The Battle of Sacramento

During his first sortie of the Civil War, Confederate Colonel Nathan Bedford Forrest was raiding western Kentucky hoping to obtain horses, supplies, and recruits. On 27 December 1861, a young female Southern sympathizer informed him that Major Murray's U.S. cavalry regiment was occupying Sacramento in McLean county. Forrest attacked at a full gallop and quickly routed them. Forrest pursued them in a running battle that covered over five miles.

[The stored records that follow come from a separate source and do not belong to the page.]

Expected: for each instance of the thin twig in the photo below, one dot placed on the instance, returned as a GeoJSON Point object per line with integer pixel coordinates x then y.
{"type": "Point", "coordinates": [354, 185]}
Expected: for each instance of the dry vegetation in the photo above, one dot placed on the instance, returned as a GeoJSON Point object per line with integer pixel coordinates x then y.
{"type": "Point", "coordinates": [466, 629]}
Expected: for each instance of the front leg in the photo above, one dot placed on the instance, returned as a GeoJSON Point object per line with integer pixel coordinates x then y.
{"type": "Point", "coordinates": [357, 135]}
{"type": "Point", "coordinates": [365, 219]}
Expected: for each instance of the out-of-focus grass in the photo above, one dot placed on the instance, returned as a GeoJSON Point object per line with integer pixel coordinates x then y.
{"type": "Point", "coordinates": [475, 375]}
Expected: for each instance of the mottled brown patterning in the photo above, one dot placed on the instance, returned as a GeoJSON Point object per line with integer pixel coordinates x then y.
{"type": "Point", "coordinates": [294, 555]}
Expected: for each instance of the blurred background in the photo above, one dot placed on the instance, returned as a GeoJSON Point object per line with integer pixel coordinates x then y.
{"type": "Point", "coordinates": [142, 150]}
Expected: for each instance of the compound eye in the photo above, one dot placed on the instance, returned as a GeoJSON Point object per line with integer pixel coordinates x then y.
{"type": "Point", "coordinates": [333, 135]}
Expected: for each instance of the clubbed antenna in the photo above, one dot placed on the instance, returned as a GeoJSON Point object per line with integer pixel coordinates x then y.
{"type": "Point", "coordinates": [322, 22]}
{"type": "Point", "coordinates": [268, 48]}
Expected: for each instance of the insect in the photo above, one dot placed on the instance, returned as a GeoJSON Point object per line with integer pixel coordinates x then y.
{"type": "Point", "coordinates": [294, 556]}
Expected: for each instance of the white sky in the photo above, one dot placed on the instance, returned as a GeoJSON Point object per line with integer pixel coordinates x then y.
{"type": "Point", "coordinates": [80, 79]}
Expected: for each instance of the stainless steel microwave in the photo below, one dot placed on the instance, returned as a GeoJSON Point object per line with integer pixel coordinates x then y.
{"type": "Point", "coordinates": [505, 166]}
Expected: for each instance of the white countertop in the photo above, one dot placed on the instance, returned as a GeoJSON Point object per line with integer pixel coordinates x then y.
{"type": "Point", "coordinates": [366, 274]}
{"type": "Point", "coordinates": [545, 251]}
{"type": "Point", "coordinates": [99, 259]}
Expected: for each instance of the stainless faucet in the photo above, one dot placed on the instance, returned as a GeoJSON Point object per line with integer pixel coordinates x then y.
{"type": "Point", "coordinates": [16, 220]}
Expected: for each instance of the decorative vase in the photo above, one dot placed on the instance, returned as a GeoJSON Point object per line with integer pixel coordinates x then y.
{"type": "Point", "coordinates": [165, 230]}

Louisville Kentucky Weather
27 December 1861
During the
Battle of Sacramento

The previous day had an overcast sky that accompanied the 0.21 inch rain and produced an afternoon high of 63°F. An apparent cold front had passed because the sky was clear as E.N. Woodruff, a Druggist in Louisville in Jefferson county, made his 7 a.m. observations this Friday (27 December). The temperature had fallen during the night to 21°F with a gentle breeze from the west. The barometric pressure was 30.084 inches and rising and the relative humidity was 80%. By 2 p.m., the temperature reached only 31°F under a clear sky, the gentle winds continued from the west, relative humidity had fallen to 52%, and the barometer was 30.086 inches. To the west at Sacramento, the sunshine must have flashed from the cavalry's sabres during the battle.